Writing a system call tracer using eBPF

sh4dy

2024-08-03

eBPF, linux, low-level

Pre-Requisites

System calls, eBPF, C, basics of low-level programming.

Introduction

eBPF (Extended Berkeley Packet Filter) is a technology that allows users to run custom programs within the kernel. BPF / or cBPF (classic BPF), the predecessor of eBPF provided a simple and efficient way to filter packets based on predefined rules. eBPF programs offer enhanced safety, portability, and maintainability as compared to kernel modules. There are several high-level methods available for working with eBPF programs, such as Cilium’s go library, bpftrace, libbpf, etc.

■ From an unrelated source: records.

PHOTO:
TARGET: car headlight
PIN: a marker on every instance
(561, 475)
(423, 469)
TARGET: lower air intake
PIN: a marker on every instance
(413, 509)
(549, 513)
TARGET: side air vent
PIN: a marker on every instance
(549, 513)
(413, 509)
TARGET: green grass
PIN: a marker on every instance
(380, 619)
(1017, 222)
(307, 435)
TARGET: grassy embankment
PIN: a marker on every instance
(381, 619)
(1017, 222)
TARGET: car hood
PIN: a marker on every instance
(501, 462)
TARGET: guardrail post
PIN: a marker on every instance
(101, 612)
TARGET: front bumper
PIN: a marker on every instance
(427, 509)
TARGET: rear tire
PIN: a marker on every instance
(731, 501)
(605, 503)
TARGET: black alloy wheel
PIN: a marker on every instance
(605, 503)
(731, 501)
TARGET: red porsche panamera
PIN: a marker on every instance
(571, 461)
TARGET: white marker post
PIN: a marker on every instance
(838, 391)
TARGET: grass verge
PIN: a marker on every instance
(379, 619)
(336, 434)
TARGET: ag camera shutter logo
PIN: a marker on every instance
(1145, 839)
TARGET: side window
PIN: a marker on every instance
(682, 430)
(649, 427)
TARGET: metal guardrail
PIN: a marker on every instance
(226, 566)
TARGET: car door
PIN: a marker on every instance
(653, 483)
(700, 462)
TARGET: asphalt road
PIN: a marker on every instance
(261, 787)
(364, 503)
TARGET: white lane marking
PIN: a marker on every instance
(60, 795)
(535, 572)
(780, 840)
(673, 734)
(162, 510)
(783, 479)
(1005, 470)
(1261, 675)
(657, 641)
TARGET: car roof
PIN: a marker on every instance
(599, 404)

Note: This post requires the reader to have a basic understanding of eBPF. If you’re not familiar with it, this post by ebpf.io is a great read.

Objectives

You must already be familiar with the famous tool strace. We’ll be developing something similar to that using eBPF. For example,

1	./beetrace /bin/ls

Concepts

Before we start writing our tool, we need to familiarize ourselves with some key concepts.

Tracepoints: They are instrumentation points placed in various parts of the Linux kernel code. They provide a way to hook into specific events or code paths within the kernel without modifying the kernel source code. The events available of tracing can be found at /sys/kernel/debug/tracing/events.
The SEC macro: It creates a new section with the name as the name of the tracepoint within the target ELF. For example, SEC(tracepoint/raw_syscalls/sys_enter) creates a new section with this name. The sections can be viewed using readelf.

1	readelf -s --wide somefile.o

Maps: They are shared data structures that can be accessed from both eBPF programs and applications running in the userspace.

Writing the eBPF programs

We won’t be writing a comprehensive tool for tracing all the system calls due to the vast number of system calls present in the Linux kernel. Instead, we’ll focus on tracing a few common system calls. To achieve this, we’ll write two types of programs: eBPF programs and a loader (which loads the BPF objects into the kernel and attaches them).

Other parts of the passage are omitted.